One problem is the time to rebuild the array. We have a few Raid 5 units at home, one of them is a 6tb Raid 5 setup (four 2tb drives), and as always happens with hard drives, one of them died. No biggie though, pulled out the dead unit, put in a new one, so no data loss. However it took almost two days for our raid unit to rebuild it's redundancy and get back to Raid 5 status. During that time we were vulnerable, if another drive failed we were toast. Now that's for a consumer grade raid unit, the Dlink dns-343, I'm sure the professional units work much better but we can't afford those.

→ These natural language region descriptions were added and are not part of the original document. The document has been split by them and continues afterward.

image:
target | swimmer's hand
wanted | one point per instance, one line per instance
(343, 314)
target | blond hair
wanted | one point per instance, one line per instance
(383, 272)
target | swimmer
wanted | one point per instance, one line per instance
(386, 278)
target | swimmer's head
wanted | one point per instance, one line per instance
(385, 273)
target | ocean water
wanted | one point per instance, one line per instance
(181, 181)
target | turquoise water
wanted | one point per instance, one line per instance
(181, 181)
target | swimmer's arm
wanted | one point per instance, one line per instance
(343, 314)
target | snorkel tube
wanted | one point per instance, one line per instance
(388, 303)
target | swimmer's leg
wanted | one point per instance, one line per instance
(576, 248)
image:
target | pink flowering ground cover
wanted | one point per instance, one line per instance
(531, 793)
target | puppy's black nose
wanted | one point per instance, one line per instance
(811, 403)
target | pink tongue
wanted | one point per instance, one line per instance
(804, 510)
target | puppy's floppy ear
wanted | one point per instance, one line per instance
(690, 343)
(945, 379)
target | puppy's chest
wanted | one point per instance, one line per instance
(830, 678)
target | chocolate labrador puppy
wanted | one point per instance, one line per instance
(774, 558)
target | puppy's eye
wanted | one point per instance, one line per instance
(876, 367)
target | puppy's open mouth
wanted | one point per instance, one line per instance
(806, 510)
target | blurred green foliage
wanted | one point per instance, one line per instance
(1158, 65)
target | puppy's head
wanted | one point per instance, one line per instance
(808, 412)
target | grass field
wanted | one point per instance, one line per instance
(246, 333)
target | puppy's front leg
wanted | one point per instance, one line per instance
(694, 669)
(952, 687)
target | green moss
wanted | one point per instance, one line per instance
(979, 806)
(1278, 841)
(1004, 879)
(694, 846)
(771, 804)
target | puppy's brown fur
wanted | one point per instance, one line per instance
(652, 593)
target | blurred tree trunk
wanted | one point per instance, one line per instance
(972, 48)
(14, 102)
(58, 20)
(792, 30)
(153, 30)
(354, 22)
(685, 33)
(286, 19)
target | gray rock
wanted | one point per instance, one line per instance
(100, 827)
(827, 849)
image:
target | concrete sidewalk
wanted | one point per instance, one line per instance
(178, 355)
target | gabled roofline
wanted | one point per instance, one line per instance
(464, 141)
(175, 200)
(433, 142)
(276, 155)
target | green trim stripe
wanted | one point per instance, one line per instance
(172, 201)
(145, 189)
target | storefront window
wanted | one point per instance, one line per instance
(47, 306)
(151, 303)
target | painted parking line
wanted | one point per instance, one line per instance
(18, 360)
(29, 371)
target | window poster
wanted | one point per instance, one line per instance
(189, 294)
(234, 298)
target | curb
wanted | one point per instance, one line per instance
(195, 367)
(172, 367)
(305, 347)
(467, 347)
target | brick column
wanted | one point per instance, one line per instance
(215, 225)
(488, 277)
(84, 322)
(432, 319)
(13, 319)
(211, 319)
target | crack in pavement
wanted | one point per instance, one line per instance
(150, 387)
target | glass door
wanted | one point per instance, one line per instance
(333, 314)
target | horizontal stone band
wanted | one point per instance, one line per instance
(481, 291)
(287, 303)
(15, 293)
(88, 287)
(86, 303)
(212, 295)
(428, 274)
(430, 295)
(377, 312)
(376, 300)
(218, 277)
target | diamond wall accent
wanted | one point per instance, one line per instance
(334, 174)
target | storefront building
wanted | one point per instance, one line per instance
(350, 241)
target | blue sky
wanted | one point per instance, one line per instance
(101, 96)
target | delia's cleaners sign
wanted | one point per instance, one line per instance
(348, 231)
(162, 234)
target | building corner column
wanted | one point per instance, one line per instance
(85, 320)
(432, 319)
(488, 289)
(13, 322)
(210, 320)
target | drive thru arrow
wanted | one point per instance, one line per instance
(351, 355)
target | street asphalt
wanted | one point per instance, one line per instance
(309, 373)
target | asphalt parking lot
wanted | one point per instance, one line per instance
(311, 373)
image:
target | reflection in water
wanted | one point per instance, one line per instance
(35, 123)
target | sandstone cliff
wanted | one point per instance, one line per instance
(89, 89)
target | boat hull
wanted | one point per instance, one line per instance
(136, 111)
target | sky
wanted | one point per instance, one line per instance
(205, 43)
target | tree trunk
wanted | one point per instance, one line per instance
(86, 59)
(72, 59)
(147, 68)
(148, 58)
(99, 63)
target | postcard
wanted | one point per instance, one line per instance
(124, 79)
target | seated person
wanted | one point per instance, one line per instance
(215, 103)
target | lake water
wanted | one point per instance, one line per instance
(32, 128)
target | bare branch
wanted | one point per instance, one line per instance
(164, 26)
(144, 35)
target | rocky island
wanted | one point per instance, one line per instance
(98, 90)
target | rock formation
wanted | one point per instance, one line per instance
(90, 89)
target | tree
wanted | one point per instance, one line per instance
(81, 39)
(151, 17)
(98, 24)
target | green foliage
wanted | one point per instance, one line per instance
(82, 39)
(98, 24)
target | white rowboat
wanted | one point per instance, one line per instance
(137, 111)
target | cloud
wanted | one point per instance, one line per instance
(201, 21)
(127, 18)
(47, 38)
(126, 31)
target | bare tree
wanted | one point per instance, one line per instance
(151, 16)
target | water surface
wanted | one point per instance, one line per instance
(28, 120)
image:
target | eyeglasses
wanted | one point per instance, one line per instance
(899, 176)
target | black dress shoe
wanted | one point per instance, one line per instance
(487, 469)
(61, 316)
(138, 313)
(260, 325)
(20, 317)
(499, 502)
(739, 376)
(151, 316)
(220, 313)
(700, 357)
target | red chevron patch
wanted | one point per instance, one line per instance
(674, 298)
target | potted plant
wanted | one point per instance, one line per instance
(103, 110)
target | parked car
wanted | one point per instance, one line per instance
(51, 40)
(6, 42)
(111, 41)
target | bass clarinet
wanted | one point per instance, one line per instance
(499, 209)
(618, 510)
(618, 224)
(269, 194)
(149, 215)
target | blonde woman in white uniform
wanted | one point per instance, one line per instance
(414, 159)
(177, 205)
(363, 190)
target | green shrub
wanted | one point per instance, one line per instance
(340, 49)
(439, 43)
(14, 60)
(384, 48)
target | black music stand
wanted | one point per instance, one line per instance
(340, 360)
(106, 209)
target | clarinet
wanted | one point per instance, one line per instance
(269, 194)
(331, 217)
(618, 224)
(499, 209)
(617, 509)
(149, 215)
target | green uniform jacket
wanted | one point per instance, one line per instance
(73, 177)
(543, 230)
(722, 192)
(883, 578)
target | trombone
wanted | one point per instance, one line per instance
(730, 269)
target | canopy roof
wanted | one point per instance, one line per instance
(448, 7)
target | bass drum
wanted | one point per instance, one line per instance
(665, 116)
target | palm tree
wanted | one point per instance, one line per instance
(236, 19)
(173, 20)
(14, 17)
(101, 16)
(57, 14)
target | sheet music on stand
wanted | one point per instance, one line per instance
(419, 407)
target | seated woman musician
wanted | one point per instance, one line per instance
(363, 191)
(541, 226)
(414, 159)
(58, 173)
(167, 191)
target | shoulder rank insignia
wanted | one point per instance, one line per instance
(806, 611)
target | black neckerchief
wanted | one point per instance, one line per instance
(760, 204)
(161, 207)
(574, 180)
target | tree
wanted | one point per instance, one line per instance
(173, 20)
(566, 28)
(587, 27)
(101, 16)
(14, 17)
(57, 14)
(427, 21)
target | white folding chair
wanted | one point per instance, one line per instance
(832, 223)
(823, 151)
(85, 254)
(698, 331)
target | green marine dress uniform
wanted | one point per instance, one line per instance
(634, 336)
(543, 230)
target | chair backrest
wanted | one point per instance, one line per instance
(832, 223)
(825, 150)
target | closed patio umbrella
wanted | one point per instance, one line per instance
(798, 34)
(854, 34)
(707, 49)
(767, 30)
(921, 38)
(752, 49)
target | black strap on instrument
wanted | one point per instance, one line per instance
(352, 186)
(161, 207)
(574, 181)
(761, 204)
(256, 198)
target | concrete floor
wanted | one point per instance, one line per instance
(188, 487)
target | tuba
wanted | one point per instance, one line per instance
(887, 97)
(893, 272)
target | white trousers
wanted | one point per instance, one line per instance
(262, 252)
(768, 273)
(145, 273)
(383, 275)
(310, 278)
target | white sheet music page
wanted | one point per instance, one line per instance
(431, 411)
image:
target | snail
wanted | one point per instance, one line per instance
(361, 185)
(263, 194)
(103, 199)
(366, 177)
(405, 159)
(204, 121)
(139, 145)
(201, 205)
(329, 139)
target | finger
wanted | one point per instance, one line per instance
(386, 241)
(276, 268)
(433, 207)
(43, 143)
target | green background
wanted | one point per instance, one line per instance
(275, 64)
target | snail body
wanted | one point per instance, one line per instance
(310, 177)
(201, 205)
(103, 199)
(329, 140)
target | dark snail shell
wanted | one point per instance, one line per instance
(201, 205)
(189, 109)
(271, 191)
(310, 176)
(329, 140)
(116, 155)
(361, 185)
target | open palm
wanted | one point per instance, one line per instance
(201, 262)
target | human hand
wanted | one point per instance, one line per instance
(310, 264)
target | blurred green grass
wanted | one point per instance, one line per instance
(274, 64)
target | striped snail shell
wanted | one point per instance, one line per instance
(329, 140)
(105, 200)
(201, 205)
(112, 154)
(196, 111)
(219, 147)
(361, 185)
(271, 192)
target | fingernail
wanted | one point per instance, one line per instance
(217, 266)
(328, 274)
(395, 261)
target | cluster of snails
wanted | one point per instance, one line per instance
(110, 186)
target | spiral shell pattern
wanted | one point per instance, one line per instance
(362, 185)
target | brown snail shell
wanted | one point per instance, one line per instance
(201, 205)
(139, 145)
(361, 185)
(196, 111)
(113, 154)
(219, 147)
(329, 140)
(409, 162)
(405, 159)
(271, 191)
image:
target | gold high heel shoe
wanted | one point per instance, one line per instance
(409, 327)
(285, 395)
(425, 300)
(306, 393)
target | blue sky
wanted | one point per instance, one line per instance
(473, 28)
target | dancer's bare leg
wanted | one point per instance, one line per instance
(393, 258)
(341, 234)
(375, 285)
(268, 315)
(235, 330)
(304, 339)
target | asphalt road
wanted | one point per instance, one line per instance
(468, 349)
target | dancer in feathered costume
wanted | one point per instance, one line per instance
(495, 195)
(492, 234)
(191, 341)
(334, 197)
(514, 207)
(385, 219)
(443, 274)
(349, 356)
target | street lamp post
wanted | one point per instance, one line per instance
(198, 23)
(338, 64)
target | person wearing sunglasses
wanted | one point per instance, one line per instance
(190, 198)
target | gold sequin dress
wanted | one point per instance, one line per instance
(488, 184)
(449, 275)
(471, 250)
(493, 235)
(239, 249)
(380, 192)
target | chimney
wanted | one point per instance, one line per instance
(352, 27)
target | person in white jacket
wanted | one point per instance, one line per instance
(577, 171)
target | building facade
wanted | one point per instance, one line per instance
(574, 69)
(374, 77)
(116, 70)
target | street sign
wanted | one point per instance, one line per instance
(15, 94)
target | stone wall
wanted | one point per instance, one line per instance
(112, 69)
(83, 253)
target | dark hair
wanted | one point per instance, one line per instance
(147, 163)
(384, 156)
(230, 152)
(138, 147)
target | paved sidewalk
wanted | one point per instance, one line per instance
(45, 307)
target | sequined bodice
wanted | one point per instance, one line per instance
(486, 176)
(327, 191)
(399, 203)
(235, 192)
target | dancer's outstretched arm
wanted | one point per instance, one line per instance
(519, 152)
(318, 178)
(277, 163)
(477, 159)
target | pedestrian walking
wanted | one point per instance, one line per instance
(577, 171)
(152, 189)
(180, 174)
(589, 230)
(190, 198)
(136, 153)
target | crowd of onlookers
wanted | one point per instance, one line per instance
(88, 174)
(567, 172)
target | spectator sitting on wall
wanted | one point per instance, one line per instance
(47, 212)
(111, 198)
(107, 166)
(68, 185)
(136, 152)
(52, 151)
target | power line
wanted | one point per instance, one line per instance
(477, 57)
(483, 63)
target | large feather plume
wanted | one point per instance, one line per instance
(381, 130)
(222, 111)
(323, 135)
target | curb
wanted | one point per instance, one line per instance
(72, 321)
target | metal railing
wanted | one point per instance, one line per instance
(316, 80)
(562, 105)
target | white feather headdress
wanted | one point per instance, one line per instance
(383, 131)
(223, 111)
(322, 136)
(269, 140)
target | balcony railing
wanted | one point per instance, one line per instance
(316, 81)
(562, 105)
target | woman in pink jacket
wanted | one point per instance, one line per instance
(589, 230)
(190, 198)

I'm not saying a NAS RAIDS will always replace optical discs for backups, but it is absolutely, completely ridiculous to assume Blu-ray discs will be a popular method of consumer backup. It's just too painful, too expensive, and too limited. And it'll always be that way, even as the discs and burners become cheap. Optical media for home use is more or less dead. CD-Rs were ridiculously popular, DVD-Rs popular but less so, DVD-DL are pretty unpopular, and BD-Rs will be even less popular. It's just how the market is going.
Our 'cheap' 6tb raid ran us $280 for the dns-343, and 4 x $160 for the 2tb hard drives, so ~$920 for a cheap raid setup. I'm not sure how many people will go to the trouble of doing that, especially people that use laptops as their main and only pc's. 6tb may sound like a lot of space, but it really isn't once you start using an hd video camera, and I think hd video cameras are what will really push bluray adoption for typical consumers on laptops.
Blu-ray burners one day will be standard on all laptops and PC's, and eventually the media will be pennies just like it is for dvd-r's, so the cost will be moot. And I do believe that eventually everyone will be buying avchd video cameras once they hit the $300 range. At that point I think blu-ray discs will be a viable backup media because it will be cheap and easy to archive videos and/or give videos to others via disposable 10 cent discs. We're not there yet, my new laptop for example came with a bluray reader but not a burner, and bd-r's are still $1.50. But those prices will tumble, and blu-ray burners will become as standard on pc/laptops as dvd burners are now.
As far are reliability, maybe you are refereing to dual layer dvd's? I do remember hearing about issues with those, but single layer dvd's have been reliable as far as I know. I have some dating back almost 10 years and they still work fine, even the generic brands. The 25gb bd-r's are single layer as well so they should do fine. I admit to being a little more skeptical about the reliability of dual layer media, but I'm sticking with single layer bd-r's so I'm not worrying about it.
I personally think that blank 25gb bd-r's are a great fit for hd video cameras. A typical person can go somewhere, film an hour or two of footage, come back home and dump it to a blu-ray. I envision one day the process will be point and clip. Connect camera to PC, choose your menu style, and it will spit out a ready made blu-ray. They empty the video camera's internal memory, rinse and repeat. That's great for when you are on vacation, just bring a cheapo laptop, some blank bd-r's and your video camera, and video tape everything. I don't know about you guys, but I can easily video 1tb of footage on one trip alone!